But it’s no longer like that for me. Plain and simple: clogged up emotions are very unhealthy. It’s like if a person never blew their nose. Disgusting. Your body just needs to cleanse itself of built up emotions, the same way it cleanses itself of organic material.

Maybe it seems… unromantic… to view crying and expelling emotions as base level as urinating. But whatever, lol. I have stuff to get done in this life, and I’ve wasted enough time carrying the weight of years of unshed emotions.

When you unkink your hose, the water can flow freely. When you unclench your body, the emotions can flow like a healing balm.

I hadn’t yet shed March’s emotions when I sat down on Monday to write my week’s newsletter. For the two hours I sat there, half of it was spent imagining myself punching a hole in the wall. I felt pinchy, irritated at one person, pissed at someone else, mad at my writing for not being good enough. Pinchy, punchy. I wanted to scream and rip my skin off like a snake. I needed to cry, but I wasn’t in the mood for all that messiness, so instead I let myself suffer a mini panic attack and then stayed up into early hours of the morning doing nothing but feeling angsty.

Hence, no newsletter, as much as I want to be regimented and consistent with it.

I’ve never been the kind of person who can keep their writing and personal life separate.

Imagine “13 Killer Blog Post Templates You Need to Start Implementing Today” automatically scheduled to post to your income-producing niche blog, while behind the scenes your heart is being rent in two. Maybe an efficient way to keep the checks coming in, but it feels soulless to me.

But being on the flip side, infusing my writing with real time emotions and personal struggles means it’s going to be hard to maintain scheduled output. Probably my biggest struggle is my autistic brain’s desire for routine and consistency vs my airy fairy desire for spontaneous magic, working hard and fast and then hibernating for a bit like the phases of the moon, and absolute freshness.

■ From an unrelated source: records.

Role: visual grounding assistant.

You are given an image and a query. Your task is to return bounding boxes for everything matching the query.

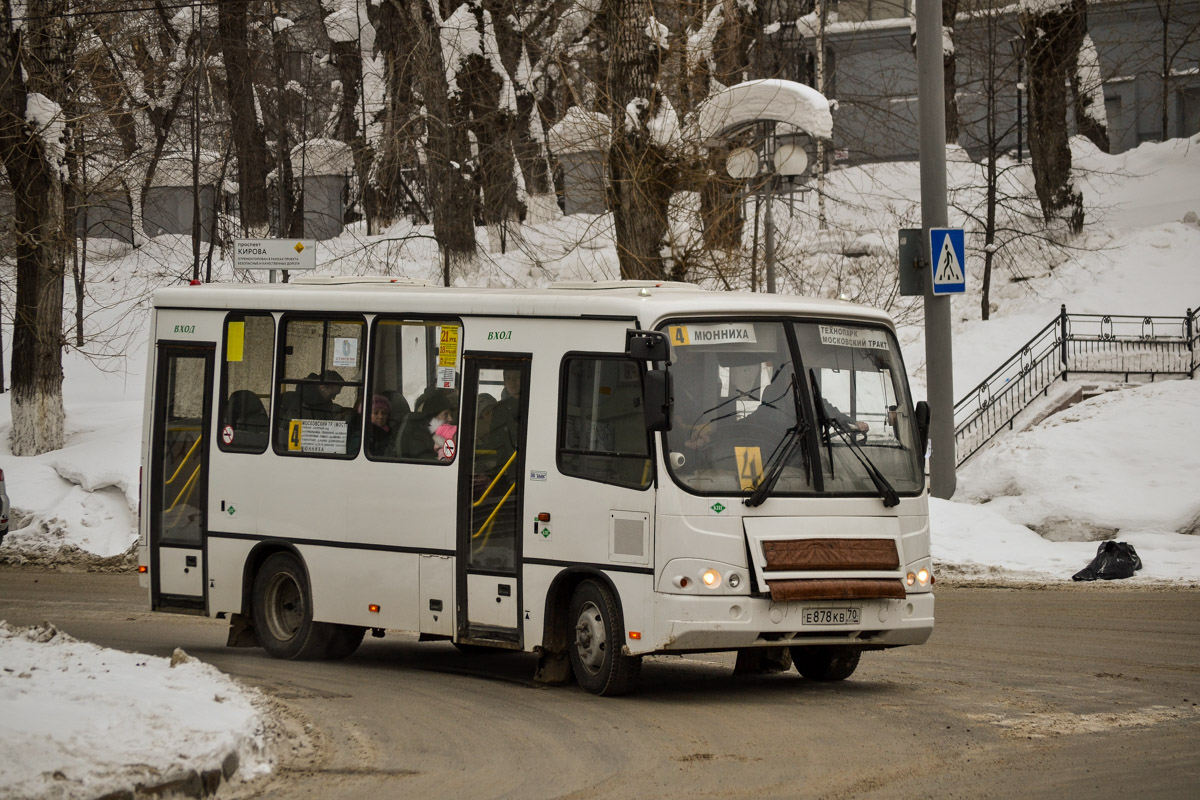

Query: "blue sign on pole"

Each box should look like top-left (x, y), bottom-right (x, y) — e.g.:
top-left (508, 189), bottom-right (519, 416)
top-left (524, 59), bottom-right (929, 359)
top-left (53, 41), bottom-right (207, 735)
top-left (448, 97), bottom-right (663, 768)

top-left (929, 228), bottom-right (967, 295)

Trying to figure out how the borders of my life, like a riverbank, can be stable and steady, and the content of my life, like a wild rushing river, is magical and fresh as a bucket of sparkling ice.

I’ve spent the past several days spending most of my time sitting outside, in a chair nestled in the rosebushes, clutching a cup of coffee, and moments of sobbing in between lots of reading and writing, some meditating.

Crying because the roses are blooming in full force and I’m leaving for a weeklong trip to Idaho tomorrow and I’m going to miss them. Crying because I was daydreaming about someday getting a German Shepherd dog when I’m out on my own for good and then thought about Sam from I Am Legend. Crying because I’ll never get to see my brother again. He won’t come back like seasonal blooms or movie re-runs.

Crying is good. Sitting quietly with discomfort is good. Getting lobster red from the sun is good. Hang-drying clothes on the line so they can flap and gossip in the breeze and collect that fresh starchy smell is good.

I love April, said the tragic heroine.